SMILE IF YOU WANT TO GO FASTER
Most ultra-runners have resigned themselves to the fact that there are no shortcuts in this endurance sport. The quickest route to getting faster, stronger and more efficient is to put the hard work in. But what if there were legitimate gains to be made not out on the trails, in the kitchen, or at the gym… but simply by changing your facial expression during training or a race? It has long been known that activating the facial muscles used to express positive or negative emotions can amplify how strongly those emotions are felt (stick a pencil between your teeth when watching a comedy show and you’ll find it 10% funnier). This is called the “facial feedback” hypothesis and it states that just as emotions trigger physical responses, physical expressions (such as a smile or a frown) can in turn enhance or even create corresponding emotions. The intriguing question for athletes then is, does this theory also apply to the effort of exercise? Although gritting your teeth might seem the most stoic (and British) way to endure a physically demanding task, science suggests that if you want to go quicker for longer, you’re much better off turning that frown upside down. Renowned exercise physiologist Samuele Marcora recorded facial muscle activity with EMG electrodes and found a strong link between increased perception of effort and the activation of frowning muscles during heavy exercise. Since then, further research has confirmed the opposite: adopting positive facial expressions can have an ameliorating effect on reported effort levels.

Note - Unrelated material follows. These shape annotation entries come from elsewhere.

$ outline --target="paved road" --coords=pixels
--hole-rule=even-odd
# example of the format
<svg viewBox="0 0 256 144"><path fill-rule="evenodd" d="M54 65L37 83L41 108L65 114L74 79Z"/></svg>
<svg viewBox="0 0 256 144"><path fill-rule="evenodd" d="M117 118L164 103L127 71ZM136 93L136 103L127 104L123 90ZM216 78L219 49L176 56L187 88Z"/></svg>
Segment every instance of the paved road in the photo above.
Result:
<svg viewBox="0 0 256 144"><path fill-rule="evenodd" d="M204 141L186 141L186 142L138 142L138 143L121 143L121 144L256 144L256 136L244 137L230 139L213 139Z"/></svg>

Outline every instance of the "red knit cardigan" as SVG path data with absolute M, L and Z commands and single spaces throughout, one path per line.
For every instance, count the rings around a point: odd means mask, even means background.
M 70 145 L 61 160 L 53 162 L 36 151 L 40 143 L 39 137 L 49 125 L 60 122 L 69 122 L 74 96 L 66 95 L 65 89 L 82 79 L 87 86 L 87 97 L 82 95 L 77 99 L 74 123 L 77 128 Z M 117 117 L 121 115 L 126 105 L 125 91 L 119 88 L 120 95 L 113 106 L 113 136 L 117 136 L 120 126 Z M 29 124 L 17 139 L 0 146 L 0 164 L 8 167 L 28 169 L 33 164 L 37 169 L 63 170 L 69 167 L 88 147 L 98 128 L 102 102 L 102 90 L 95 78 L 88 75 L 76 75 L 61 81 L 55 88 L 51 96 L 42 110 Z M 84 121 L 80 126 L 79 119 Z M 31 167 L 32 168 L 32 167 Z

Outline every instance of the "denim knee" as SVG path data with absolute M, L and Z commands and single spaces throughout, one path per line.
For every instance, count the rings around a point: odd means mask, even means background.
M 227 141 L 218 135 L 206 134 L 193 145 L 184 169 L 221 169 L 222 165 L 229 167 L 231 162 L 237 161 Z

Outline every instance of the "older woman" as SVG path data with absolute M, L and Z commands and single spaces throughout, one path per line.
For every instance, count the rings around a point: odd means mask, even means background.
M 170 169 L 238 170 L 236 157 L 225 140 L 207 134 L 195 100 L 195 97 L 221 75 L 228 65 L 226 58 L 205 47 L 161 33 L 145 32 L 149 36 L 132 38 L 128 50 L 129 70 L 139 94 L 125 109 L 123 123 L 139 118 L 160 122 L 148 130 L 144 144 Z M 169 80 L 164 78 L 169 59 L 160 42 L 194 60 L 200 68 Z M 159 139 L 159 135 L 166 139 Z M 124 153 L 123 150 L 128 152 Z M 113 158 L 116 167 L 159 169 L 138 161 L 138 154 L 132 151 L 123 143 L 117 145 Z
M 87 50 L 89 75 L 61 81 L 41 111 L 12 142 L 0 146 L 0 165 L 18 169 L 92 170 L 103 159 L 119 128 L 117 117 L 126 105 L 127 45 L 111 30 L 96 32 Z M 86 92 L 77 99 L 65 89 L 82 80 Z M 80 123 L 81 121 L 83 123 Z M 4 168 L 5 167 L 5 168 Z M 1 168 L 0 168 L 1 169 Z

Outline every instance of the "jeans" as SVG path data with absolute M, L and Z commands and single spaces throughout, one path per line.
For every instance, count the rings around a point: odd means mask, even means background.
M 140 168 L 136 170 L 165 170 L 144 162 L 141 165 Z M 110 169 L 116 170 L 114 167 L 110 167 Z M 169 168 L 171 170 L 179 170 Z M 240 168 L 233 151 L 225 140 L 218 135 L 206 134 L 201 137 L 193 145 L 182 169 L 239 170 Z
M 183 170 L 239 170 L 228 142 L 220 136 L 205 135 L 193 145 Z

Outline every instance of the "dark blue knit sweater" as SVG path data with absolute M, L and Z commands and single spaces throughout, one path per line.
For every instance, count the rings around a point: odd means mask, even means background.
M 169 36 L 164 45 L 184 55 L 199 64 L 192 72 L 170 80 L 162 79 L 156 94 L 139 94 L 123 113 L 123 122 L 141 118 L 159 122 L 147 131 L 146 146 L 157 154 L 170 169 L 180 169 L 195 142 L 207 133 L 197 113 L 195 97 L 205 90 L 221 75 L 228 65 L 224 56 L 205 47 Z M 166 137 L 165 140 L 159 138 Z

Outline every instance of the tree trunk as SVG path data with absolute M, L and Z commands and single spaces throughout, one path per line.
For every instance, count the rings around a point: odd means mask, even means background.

This might come as no surprise if you’ve ever watched current marathon world record holder Eliud Kipchoge running — he more often than not has a broad grin on his face, even when blistering around a big city marathon at 2:52/km. Rather than simply exhibiting his joy for the sport, Kipchoge’s incessant grinning is a race strategy he adopts to help him “relax and work through the pain.” It’s therefore no coincidence that you’ll often hear coaches telling their athletes to “relax their face” or “unclench their jaw” down at your local track. Interestingly, the performance enhancing effect of facial expressions can even work subliminally. During a time-to-exhaustion trial conducted at Bangor University in Wales, participants cycled for longer and at a lower perceived effort level when a screen in front of them periodically flashed happy faces as opposed to when the screen flashed sad faces — even though the faces were shown for an imperceptible 16-millisecond burst (about twenty times shorter than a typical blink). So, if you’re looking for a way to improve without further increasing your weekly mileage (and let’s face it, who isn’t), smile, and take in the smiling faces of your supporters, volunteers or crowd. It may well make others smile in turn, might bag you a new picture for the gram, and should reduce your perception of effort to the tune of a 2.8 performance benefit. This is great news for ultra-runners. As the distance increases, 2.8 percent has an incrementally larger effect on time and although the clock is less important in a multistage ultra, finishing your 250km week an hour earlier than your frowning competitors is surely something worth smiling about.